- Genre: Cooking show
- Created by: The Walt Disney Company
- Starring: Michel Roux Jr.;
- Country of origin: United Kingdom
- Original language: English
- No. of seasons: 1
- No. of episodes: 9

Production
- Production company: Fresh One Productions

Original release
- Network: Disney Channel
- Release: 22 June – 20 July 2015

= First Class Chefs =

First Class Chefs is a British television cooking series that airs on Disney Channel. The series stars the famous chef Michel Roux Jr. The series premiered in the United Kingdom on 22 June 2015. The series was produced by Fresh One Productions.

==Episodes==

===Series overview===

| Series | Episodes |  | Originally released |  |
| First released | Last released |
| 1 | 9 |  | 22 June 2015 | 20 July 2015 |

===Season 1 (2015)===

| No. overall | No. in series | Title | Original release date |
| 1 | 1 | "Heat One" | 22 June 2015 |
Three teams face a skills challenge including making an omelette and icing a cake, before making their own dish for Food Face Off.
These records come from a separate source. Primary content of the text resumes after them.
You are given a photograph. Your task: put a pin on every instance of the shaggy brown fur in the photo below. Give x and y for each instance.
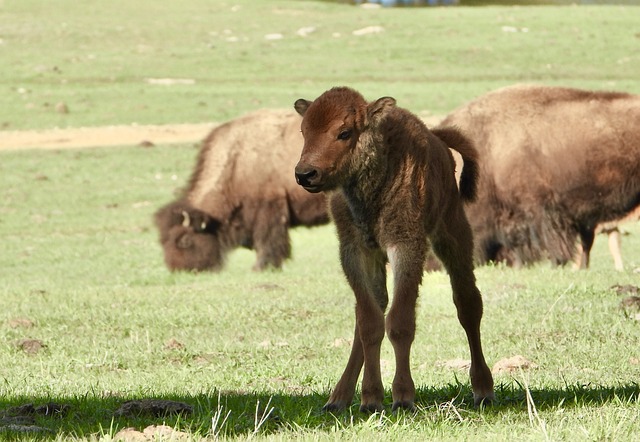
(241, 194)
(392, 186)
(554, 163)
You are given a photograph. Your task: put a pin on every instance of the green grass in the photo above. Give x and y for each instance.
(97, 56)
(80, 259)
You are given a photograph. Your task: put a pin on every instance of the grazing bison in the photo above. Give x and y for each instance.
(241, 194)
(393, 191)
(554, 163)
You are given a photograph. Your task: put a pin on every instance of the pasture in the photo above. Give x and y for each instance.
(90, 318)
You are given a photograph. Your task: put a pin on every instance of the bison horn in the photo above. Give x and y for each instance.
(187, 220)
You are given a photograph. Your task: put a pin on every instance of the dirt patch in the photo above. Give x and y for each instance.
(104, 136)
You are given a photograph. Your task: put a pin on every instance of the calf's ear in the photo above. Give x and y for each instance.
(378, 109)
(301, 105)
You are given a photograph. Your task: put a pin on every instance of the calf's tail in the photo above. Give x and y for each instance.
(458, 141)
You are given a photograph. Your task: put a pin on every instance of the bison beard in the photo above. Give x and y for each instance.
(393, 191)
The teams are; The Two Cheeky Italians, The Ramen Rockers and The Frenemies. The Frenemies were eliminated
| 2 | 2 | "Heat Two" | 23 June 2015 |
The second three teams face a skills challenge including making an omelette and cake icing before making their own dish for Food Face Off, to see who goes through to the next round.
| 3 | 3 | "Heat Three" | 29 June 2015 |
The next three teams face a skills challenge including making an omelette and cake icing before making their own dish for Food Face Off, to see who goes through to the next round.
| 4 | 4 | "Heat Four" | 30 June 2015 |
The final three teams face a skills challenge including making an omelette and cake icing before making their own dish for Food Face Off, to see who goes through to the next round.
| 5 | 5 | "First Quarter Final" | 6 July 2015 |
Four teams take part in a quick skills challenge, then prepare post-match snacks for a football team, to see which two teams go through to the semi-finals.
| 6 | 6 | "Second Quarter Final" | 7 July 2015 |
Four teams take part in a quick skills challenge, then prepare post-rehearsal snacks for a dance troupe, to see which two teams go through to the semi-finals.
| 7 | 7 | "First Semi-Final" | 13 July 2015 |
The four remaining teams face a quick skills challenge and then a celebrity VIP challenge, before learning which three will go through to the second semi- final.
| 8 | 8 | "Second Semi-Final" | 14 July 2015 |
Four teams take part in a quick skills challenge, then prepare post-rehearsal snacks for a dance troupe, to see which two teams go through to the semi-finals.
| 9 | 9 | "The Final" | 20 July 2015 |
Two teams battle it out to see which is crowned First Class Chefs 2015. The final episode sees Michel Roux Jr joined by daughter Emily as the finalists cook for surprise guests.